# Brookville tail water?



## thefraz44 (May 4, 2014)

Might go here at some point. Any flies that work well or reports would be appreciated


Sent from my iPhone using Ohub Campfire


----------



## V Fisher (Nov 28, 2009)

http://www.davidfrenchphotography.com/brookvillereport.html


----------



## thefraz44 (May 4, 2014)

Thanks for the website.


Sent from my iPhone using Ohub Campfire


----------



## V Fisher (Nov 28, 2009)

Let me know how you do Iv never fished there but I have always wanted to go down and will someday. May go this spring we will see


----------



## thefraz44 (May 4, 2014)

Will do. I heard its MUCH easier fishing than the mad. I've fly fished for several years and have never caught a thing at the mad.


Sent from my iPhone using Ohub Campfire


----------



## Salmonid (Apr 14, 2004)

The BTW is Much harder wading then the Mad. Much bigger rocks and lots of moss covered bowling balls. Lol. If you got a staff id bring it. Even in low flows 
ive found that typically the browns on the Mad are easy to catch and that i have to work a whole lot harder over at BTW to catch fish but thats just my opinion.

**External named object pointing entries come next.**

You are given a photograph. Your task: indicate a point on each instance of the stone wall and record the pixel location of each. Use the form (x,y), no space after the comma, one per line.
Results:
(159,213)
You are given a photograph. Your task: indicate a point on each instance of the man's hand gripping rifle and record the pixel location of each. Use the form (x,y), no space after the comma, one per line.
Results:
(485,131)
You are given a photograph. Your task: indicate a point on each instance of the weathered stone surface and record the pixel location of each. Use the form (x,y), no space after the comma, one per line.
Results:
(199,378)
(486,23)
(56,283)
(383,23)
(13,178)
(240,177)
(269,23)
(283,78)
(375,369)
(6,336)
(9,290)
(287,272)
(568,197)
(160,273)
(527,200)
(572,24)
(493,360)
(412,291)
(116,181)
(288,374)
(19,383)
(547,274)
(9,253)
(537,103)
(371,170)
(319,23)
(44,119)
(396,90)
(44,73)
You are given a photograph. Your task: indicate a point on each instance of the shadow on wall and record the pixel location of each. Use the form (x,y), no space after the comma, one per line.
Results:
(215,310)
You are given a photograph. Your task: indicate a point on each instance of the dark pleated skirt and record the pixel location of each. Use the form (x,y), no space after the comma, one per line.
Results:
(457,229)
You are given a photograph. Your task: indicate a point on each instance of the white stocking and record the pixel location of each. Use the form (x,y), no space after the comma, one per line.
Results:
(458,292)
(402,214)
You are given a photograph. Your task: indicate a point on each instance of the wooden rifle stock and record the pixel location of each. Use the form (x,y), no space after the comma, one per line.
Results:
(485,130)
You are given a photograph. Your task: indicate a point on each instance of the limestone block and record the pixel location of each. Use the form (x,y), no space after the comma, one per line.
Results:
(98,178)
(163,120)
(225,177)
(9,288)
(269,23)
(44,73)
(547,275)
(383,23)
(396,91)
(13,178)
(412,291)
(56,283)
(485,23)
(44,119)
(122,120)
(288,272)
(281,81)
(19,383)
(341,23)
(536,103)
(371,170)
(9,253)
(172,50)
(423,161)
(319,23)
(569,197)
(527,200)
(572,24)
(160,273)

Your milage may vary. Bh nymphs will catch plenty of fish at either place


Posted using Outdoor Hub Campfire


----------



## thefraz44 (May 4, 2014)

Salmonid said:


> The BTW is Much harder wading then the Mad. Much bigger rocks and lots of moss covered bowling balls. Lol. If you got a staff id bring it. Even in low flows
> ive found that typically the browns on the Mad are easy to catch and that i have to work a whole lot harder over at BTW to catch fish but thats just my opinion. Your milage may vary. Bh nymphs will catch plenty of fish at either place
> 
> 
> Posted using Outdoor Hub Campfire





Really... What exactly are you using at the mad?



Sent from my iPhone using Ohub Campfire


----------